SPIRITUALITY THROUGH RITUALS
For many parents, a valuable way to incorporate faith into their family has been through celebrations, both big and small. "A sense of ritual can be the toe in the water, a way to start the process," says Mimi Doe, author of 10 Principles for Spiritual Parenting: Nurturing Your Child's Soul. "People say things like, 'We don't know what to do with our kids so we're not doing anything.' But there are traditions you can do every day that nurture your family."
For instance, some families grow herbs or flowers in a window box or a corner of the backyard: The child chooses the seeds and says a short prayer as she plants them. Morgan Daleo also suggests making morning and evening blessing cards with your kids -- helping them draw a picture of the activities they most look forward to when they wake up and the things they're most thankful for at night.
You can also adapt well-known religious rites. For instance, one family knew they didn't want a baptism for their baby, but they did want to mark the occasion of her birth. So they devised a welcoming ceremony. They read passages from books, and they asked all the guests to bring an item for a time capsule -- a "gesture to her future" that their daughter could open on her tenth birthday.
Another way to incorporate rituals, says Doe, is to simply weave joyous events into your everyday life, which is what Asja and David Young, of Madison, WI, have done. The Youngs are now Quakers. Their son and daughter, ages 5 and 8, go with them each week to the meeting house.
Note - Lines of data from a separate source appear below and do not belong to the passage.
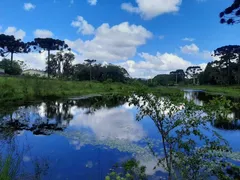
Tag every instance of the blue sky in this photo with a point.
(147, 37)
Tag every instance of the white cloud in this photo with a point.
(155, 64)
(29, 6)
(161, 37)
(17, 33)
(114, 43)
(83, 26)
(42, 33)
(190, 49)
(149, 9)
(188, 39)
(194, 50)
(92, 2)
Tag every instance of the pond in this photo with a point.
(84, 137)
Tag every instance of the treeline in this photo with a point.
(226, 70)
(60, 66)
(178, 77)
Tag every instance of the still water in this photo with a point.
(82, 138)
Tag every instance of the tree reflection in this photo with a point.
(50, 116)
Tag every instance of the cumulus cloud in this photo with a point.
(83, 26)
(114, 43)
(161, 37)
(92, 2)
(149, 9)
(188, 39)
(29, 6)
(42, 33)
(154, 64)
(194, 50)
(190, 49)
(17, 33)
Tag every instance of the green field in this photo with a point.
(14, 89)
(224, 90)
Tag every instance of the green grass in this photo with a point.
(225, 90)
(17, 89)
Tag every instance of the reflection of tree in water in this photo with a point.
(97, 102)
(46, 118)
(13, 156)
(204, 98)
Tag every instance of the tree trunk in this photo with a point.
(90, 72)
(176, 78)
(12, 62)
(48, 62)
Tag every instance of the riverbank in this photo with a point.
(224, 90)
(17, 89)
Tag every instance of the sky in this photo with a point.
(146, 37)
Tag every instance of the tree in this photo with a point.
(231, 14)
(187, 151)
(10, 45)
(12, 68)
(49, 44)
(101, 73)
(90, 62)
(228, 55)
(68, 58)
(60, 64)
(179, 74)
(193, 72)
(52, 65)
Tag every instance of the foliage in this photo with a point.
(231, 14)
(179, 74)
(10, 45)
(12, 68)
(48, 44)
(100, 73)
(23, 88)
(193, 72)
(189, 153)
(226, 70)
(60, 65)
(164, 79)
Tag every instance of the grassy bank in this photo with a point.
(14, 89)
(228, 91)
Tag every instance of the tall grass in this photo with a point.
(225, 90)
(28, 88)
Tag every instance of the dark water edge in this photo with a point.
(83, 137)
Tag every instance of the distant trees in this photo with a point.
(60, 65)
(89, 63)
(100, 73)
(49, 44)
(11, 67)
(193, 72)
(231, 14)
(179, 74)
(10, 45)
(226, 70)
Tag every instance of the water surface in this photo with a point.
(82, 138)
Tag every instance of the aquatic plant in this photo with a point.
(128, 170)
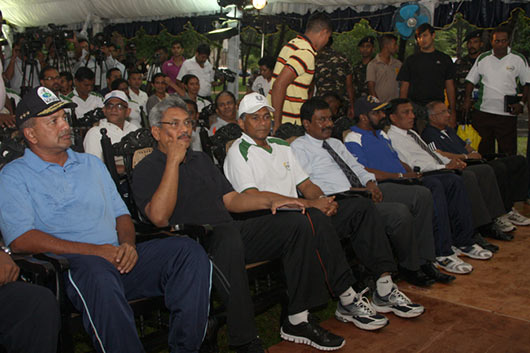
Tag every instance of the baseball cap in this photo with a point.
(366, 104)
(37, 102)
(116, 94)
(367, 39)
(251, 103)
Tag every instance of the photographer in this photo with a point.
(203, 69)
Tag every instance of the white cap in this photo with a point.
(116, 94)
(251, 103)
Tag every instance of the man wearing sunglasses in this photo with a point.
(116, 110)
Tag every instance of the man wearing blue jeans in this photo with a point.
(56, 200)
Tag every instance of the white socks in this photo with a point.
(384, 285)
(347, 297)
(297, 319)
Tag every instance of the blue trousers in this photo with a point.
(175, 267)
(452, 221)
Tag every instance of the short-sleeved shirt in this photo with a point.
(93, 101)
(446, 140)
(497, 78)
(200, 191)
(76, 202)
(205, 75)
(322, 168)
(92, 141)
(331, 70)
(384, 76)
(299, 56)
(373, 151)
(249, 166)
(426, 74)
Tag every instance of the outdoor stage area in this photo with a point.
(486, 311)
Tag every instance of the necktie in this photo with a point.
(424, 147)
(352, 178)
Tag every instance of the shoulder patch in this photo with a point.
(243, 149)
(278, 141)
(354, 137)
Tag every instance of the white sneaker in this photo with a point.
(516, 218)
(504, 224)
(474, 251)
(453, 264)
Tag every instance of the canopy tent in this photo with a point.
(175, 13)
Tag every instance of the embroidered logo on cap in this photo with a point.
(46, 95)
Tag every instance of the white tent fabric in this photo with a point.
(31, 13)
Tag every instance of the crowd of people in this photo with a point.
(380, 127)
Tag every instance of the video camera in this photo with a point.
(227, 74)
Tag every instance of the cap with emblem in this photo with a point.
(473, 34)
(116, 94)
(37, 102)
(366, 104)
(367, 39)
(253, 102)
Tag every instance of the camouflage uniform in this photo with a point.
(331, 69)
(463, 65)
(359, 80)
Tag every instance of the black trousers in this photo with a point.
(452, 221)
(512, 178)
(291, 236)
(29, 318)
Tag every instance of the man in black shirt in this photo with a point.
(177, 185)
(425, 75)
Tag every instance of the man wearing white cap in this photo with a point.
(116, 110)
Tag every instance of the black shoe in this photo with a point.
(479, 239)
(417, 278)
(312, 334)
(253, 346)
(430, 270)
(492, 231)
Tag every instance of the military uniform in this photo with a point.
(359, 80)
(331, 69)
(463, 65)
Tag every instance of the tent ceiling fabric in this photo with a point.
(32, 13)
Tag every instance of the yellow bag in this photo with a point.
(468, 133)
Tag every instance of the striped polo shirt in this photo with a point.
(299, 56)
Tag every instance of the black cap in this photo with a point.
(367, 39)
(37, 102)
(473, 34)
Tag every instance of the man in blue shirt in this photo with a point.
(56, 200)
(373, 149)
(511, 172)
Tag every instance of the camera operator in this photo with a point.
(24, 54)
(203, 69)
(83, 94)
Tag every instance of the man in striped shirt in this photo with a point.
(295, 68)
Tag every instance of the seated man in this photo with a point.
(511, 171)
(225, 107)
(452, 215)
(56, 200)
(29, 314)
(116, 110)
(486, 202)
(411, 205)
(175, 184)
(265, 166)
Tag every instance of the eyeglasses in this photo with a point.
(176, 123)
(118, 106)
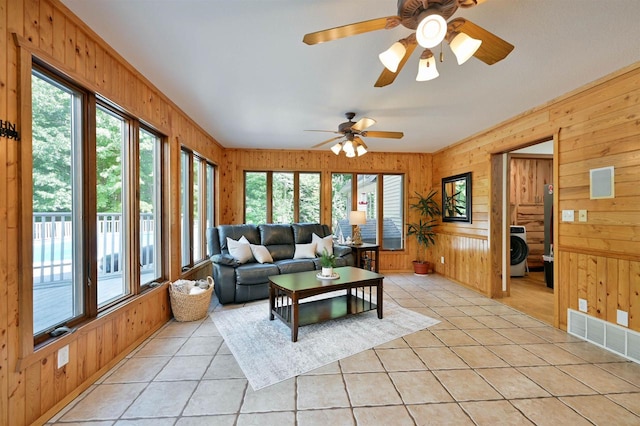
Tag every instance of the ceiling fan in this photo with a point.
(351, 133)
(428, 19)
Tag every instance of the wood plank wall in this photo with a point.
(596, 126)
(415, 167)
(32, 388)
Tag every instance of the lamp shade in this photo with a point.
(431, 30)
(349, 148)
(464, 47)
(427, 69)
(391, 57)
(337, 148)
(357, 218)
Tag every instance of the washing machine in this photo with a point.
(519, 251)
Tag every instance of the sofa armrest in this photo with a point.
(224, 259)
(224, 277)
(341, 250)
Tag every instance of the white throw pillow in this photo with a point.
(240, 250)
(322, 243)
(305, 251)
(261, 253)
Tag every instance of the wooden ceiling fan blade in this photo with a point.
(492, 49)
(351, 30)
(363, 123)
(381, 134)
(326, 142)
(387, 77)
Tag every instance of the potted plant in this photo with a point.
(328, 262)
(427, 209)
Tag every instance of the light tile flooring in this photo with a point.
(484, 364)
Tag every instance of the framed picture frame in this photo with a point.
(456, 198)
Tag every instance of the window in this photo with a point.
(57, 200)
(149, 152)
(197, 180)
(281, 197)
(89, 161)
(380, 196)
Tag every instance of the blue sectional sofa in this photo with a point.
(237, 282)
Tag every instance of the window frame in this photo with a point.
(204, 209)
(87, 242)
(269, 192)
(379, 208)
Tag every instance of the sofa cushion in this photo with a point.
(224, 259)
(275, 233)
(240, 250)
(302, 231)
(322, 243)
(261, 254)
(250, 232)
(305, 251)
(255, 273)
(289, 266)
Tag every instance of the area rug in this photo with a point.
(264, 350)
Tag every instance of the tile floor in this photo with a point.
(484, 364)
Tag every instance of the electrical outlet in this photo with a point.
(623, 318)
(582, 215)
(63, 356)
(582, 305)
(567, 215)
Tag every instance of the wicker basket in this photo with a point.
(189, 307)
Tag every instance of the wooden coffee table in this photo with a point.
(363, 292)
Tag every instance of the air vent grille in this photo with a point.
(613, 337)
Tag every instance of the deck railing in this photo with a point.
(53, 242)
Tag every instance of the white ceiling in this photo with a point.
(239, 67)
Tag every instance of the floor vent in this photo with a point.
(617, 339)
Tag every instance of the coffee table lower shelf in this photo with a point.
(324, 309)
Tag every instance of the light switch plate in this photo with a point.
(582, 215)
(567, 215)
(63, 356)
(582, 305)
(623, 318)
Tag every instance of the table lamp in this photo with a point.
(357, 218)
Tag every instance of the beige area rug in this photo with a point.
(264, 350)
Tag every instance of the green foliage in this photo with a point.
(428, 209)
(327, 260)
(255, 199)
(51, 147)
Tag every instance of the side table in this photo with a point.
(366, 255)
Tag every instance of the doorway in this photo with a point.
(527, 283)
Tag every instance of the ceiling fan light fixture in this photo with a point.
(431, 30)
(427, 69)
(464, 47)
(337, 148)
(349, 149)
(391, 57)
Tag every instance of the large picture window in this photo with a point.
(380, 196)
(197, 178)
(281, 197)
(95, 242)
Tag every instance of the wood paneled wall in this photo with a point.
(31, 387)
(595, 126)
(415, 167)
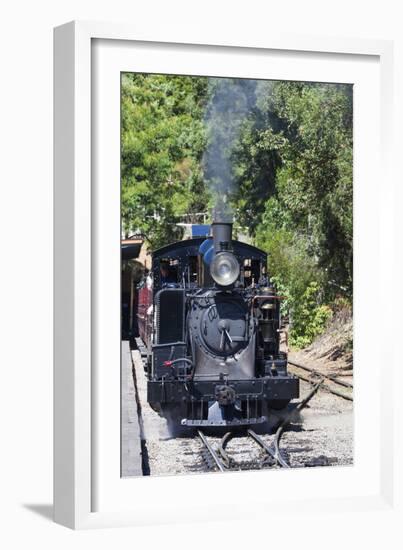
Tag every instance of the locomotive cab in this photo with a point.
(214, 353)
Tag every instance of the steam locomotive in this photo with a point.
(210, 321)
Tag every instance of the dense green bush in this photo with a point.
(283, 152)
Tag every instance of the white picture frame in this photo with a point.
(87, 491)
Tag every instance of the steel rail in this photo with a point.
(319, 373)
(273, 450)
(212, 452)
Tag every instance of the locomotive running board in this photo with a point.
(219, 415)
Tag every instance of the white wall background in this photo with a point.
(26, 248)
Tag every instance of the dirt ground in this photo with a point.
(321, 436)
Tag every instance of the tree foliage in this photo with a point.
(162, 142)
(286, 149)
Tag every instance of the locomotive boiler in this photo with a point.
(210, 320)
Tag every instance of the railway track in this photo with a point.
(313, 376)
(217, 457)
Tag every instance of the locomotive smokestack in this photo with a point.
(222, 227)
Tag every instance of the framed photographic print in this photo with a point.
(219, 231)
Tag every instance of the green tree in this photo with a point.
(162, 141)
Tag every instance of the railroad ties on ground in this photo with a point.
(217, 457)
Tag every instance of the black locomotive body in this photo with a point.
(213, 351)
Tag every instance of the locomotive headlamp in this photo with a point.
(224, 268)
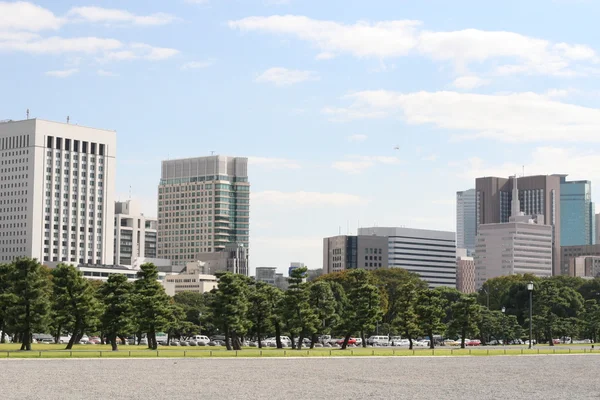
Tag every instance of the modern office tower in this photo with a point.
(266, 274)
(577, 214)
(354, 252)
(521, 246)
(135, 234)
(538, 195)
(203, 205)
(569, 253)
(56, 192)
(431, 254)
(465, 220)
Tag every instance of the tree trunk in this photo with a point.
(345, 344)
(278, 335)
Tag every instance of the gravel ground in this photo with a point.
(448, 378)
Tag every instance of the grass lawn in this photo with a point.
(104, 351)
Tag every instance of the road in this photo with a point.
(500, 377)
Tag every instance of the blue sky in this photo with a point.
(318, 94)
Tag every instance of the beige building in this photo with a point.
(521, 246)
(193, 279)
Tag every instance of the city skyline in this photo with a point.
(317, 116)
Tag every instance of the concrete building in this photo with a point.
(431, 254)
(569, 253)
(465, 272)
(192, 279)
(352, 252)
(538, 195)
(56, 192)
(266, 274)
(577, 213)
(203, 205)
(135, 234)
(521, 246)
(465, 220)
(233, 258)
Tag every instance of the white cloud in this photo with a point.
(102, 72)
(358, 164)
(110, 15)
(357, 138)
(197, 64)
(286, 77)
(469, 82)
(62, 73)
(306, 199)
(273, 163)
(387, 39)
(24, 16)
(514, 117)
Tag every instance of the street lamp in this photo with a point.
(530, 289)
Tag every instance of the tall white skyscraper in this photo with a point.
(466, 225)
(203, 206)
(56, 192)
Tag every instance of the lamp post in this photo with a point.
(530, 289)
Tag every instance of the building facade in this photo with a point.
(56, 192)
(431, 254)
(351, 252)
(203, 205)
(538, 195)
(577, 213)
(465, 220)
(135, 234)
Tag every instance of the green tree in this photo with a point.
(467, 316)
(430, 313)
(117, 295)
(322, 300)
(28, 299)
(230, 308)
(151, 304)
(300, 318)
(74, 302)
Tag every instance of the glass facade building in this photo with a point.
(578, 223)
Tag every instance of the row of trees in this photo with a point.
(392, 302)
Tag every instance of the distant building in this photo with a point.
(351, 252)
(538, 195)
(465, 220)
(521, 246)
(577, 213)
(430, 254)
(192, 279)
(569, 253)
(266, 274)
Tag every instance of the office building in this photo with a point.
(521, 246)
(352, 252)
(192, 279)
(569, 253)
(135, 234)
(56, 192)
(577, 213)
(538, 195)
(203, 205)
(465, 272)
(233, 258)
(431, 254)
(266, 274)
(465, 220)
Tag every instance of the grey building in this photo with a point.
(431, 254)
(352, 252)
(538, 195)
(465, 220)
(203, 205)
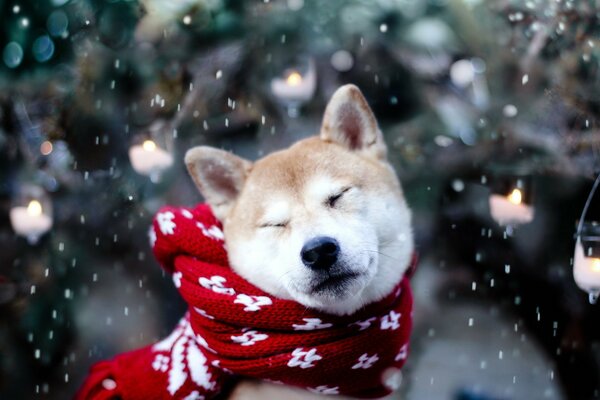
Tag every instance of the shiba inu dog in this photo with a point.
(323, 222)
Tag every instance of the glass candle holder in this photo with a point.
(151, 153)
(295, 86)
(510, 201)
(586, 260)
(31, 213)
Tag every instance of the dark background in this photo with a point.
(93, 75)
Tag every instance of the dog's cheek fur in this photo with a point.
(265, 259)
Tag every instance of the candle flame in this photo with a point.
(34, 208)
(294, 78)
(46, 148)
(596, 265)
(515, 196)
(149, 145)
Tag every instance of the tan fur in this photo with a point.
(269, 209)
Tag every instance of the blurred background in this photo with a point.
(491, 110)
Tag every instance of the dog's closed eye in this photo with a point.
(333, 199)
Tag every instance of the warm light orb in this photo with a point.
(34, 208)
(596, 265)
(149, 145)
(515, 196)
(294, 79)
(46, 148)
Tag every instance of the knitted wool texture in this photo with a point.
(233, 328)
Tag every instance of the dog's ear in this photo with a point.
(219, 176)
(349, 121)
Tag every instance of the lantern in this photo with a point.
(296, 86)
(511, 201)
(31, 213)
(151, 153)
(586, 260)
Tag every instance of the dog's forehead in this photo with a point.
(298, 165)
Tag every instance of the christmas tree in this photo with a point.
(475, 99)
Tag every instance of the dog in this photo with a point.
(323, 222)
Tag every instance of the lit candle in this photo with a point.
(31, 221)
(149, 159)
(586, 271)
(294, 87)
(510, 210)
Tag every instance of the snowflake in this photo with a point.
(165, 222)
(311, 324)
(216, 284)
(181, 358)
(403, 353)
(391, 321)
(249, 338)
(324, 389)
(252, 303)
(304, 359)
(203, 313)
(152, 236)
(160, 363)
(177, 279)
(213, 232)
(362, 325)
(366, 362)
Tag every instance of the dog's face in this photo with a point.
(323, 222)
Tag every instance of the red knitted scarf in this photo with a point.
(233, 328)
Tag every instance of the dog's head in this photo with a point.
(323, 222)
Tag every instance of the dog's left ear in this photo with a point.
(219, 176)
(349, 121)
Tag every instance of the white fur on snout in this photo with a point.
(372, 228)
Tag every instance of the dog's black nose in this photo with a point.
(320, 253)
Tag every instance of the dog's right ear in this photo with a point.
(219, 176)
(350, 122)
Since they want their kids to appreciate other religions, too, they've continued some traditions from each of their childhoods (she was raised Jewish; he, Episcopalian). "We celebrate everything," jokes Asja Young. "We observe Christmas and Easter in a nonreligious way, as well as Hanukkah and Passover."
No matter what the ritual is -- the expedition to cut down the family Christmas tree, say -- the Young kids are involved and engaged. "I think celebrations are very important to developing a child's sense of security," their mother says.
Even less momentous events can be infused with a sense of something larger. For instance, the Youngs always serve crepes on Sunday mornings. The kids insist on this and look forward to it as part of the weekly rhythm of their lives.
"Families often have these traditions and don't think they're spiritual," says Doe. "But such routines can enrich your child's soul by establishing a connection between her and the family." The key, she says, is developing some kind of vision: "If your family defines spirituality as a bond between all living things, then picking up litter together might become your ritual."
You don't even have to know all of the answers. "My 4-year-old just naturally believes in things. So I try to help her retain that magical way of looking at the world that I have learned from her," says Findlen. Doe agrees: "Teach less, listen more -- spirituality is about exploring the questions together."